DAY 2 of Filipino American History Month: Read a Good Book – Tomorrow’s Memories: A Diary, 1924-1928

It’s Day 2 of Filipino American History Month and I’m going to try to drop some knowledge more regularly on this blog, at least during October.

Since I am a professor/lecturer and poet, folks often ask me what books they should read to learn more about Filipino American history. Short of handing them a syllabus (or the reading list that IS actually printed in the back of my first book), I often tell them some basic standard texts, that anyone of any age could read and appreciate: Filipinos: Forgotten Asian Americans by Fred Cordova, America Is In The Heart by Carlos Bulosan, Philip Vera Cruz: A History of Filipino Immigrants and the Farmworkers Movement by Craig Scharlin and Lilia Villanueva, The Filipino Americans by Barbara Posadas, and the list goes on. If they’ve taken any kind of Asian American Studies class or even just read my posts on this blog, they might have heard of those books or read them already. Then I like to pull out one of my favorite books, Tomorrow’s Memories: A Diary, 1924-1928, by Angeles Monrayo Raymundo (University of Hawai’i Press, 2003).
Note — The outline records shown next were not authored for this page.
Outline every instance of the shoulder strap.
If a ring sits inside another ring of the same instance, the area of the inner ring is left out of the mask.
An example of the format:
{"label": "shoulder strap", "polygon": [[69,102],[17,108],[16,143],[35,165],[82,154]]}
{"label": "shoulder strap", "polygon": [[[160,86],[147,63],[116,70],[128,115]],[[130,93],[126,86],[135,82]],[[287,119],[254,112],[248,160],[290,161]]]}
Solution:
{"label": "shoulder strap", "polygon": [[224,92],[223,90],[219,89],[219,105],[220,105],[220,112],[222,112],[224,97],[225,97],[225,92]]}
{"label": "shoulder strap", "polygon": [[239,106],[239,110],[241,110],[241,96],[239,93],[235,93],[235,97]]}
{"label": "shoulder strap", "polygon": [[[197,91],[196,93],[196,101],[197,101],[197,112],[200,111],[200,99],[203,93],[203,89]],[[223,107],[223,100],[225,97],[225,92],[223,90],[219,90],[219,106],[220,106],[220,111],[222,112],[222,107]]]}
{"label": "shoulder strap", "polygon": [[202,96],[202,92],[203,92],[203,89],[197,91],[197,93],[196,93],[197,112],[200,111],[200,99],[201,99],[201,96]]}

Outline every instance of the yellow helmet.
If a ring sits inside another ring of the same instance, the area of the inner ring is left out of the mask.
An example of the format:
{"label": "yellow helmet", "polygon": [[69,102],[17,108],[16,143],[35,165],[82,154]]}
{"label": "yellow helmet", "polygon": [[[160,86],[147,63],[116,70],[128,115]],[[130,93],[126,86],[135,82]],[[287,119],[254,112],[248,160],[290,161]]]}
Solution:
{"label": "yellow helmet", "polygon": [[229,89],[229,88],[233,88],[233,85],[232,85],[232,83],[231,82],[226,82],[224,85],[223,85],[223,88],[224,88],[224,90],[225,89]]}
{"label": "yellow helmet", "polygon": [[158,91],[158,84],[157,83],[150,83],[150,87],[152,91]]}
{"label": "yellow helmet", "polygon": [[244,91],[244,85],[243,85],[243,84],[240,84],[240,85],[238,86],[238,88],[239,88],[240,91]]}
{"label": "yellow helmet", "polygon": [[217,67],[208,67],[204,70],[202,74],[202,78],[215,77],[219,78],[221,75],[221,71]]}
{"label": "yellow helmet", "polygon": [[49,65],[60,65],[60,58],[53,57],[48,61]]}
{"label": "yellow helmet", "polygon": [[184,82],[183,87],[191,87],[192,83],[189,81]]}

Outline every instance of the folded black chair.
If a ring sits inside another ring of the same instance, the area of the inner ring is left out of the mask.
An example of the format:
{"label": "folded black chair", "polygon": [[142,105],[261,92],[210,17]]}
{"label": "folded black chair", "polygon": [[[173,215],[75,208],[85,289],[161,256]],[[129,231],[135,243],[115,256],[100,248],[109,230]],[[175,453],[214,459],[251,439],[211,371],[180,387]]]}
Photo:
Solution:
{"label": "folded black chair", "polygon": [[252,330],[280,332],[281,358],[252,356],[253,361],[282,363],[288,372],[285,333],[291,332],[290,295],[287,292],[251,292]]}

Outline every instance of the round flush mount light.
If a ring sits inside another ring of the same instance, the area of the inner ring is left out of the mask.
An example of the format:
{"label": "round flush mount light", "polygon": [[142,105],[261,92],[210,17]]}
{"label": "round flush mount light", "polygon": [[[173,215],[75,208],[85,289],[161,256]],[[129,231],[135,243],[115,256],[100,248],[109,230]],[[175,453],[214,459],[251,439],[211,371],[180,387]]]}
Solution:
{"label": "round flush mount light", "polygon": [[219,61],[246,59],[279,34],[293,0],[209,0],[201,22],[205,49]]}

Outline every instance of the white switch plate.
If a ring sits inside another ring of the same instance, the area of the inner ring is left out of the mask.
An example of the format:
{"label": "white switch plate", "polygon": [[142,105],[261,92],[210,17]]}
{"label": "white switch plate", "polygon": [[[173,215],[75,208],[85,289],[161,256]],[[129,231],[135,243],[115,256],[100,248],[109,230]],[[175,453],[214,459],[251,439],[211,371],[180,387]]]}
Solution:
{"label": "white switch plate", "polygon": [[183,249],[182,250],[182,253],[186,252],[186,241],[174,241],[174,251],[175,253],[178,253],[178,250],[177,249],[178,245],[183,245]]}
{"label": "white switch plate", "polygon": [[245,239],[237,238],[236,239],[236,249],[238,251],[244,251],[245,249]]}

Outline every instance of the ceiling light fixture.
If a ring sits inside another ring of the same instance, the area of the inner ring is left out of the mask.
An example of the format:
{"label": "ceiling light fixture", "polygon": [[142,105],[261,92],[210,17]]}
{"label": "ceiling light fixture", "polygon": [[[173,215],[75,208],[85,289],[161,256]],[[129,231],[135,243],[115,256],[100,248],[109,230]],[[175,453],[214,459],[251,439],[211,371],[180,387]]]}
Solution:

I am proud to have helped and relentlessly encouraged Angeles’ eldest daughter, Rizaline Raymundo, to publish the book. Riz had first typed excerpts of her mother’s handwritten diary and published them in the Filipino American National Historical Society Santa Clara Valley Chapter Journal in the early 1990s. When I first read the diary excerpts, I knew that students and countless others would appreciate the rarity of having history told from a young, female perspective. Now you can too:

Tomorrow’s Memories: A Diary, 1924-1928

by Angeles Monrayo

Edited by Rizaline R. Raymundo, with historical essays by Jonathan Okamura and Dawn Mabalon (2003)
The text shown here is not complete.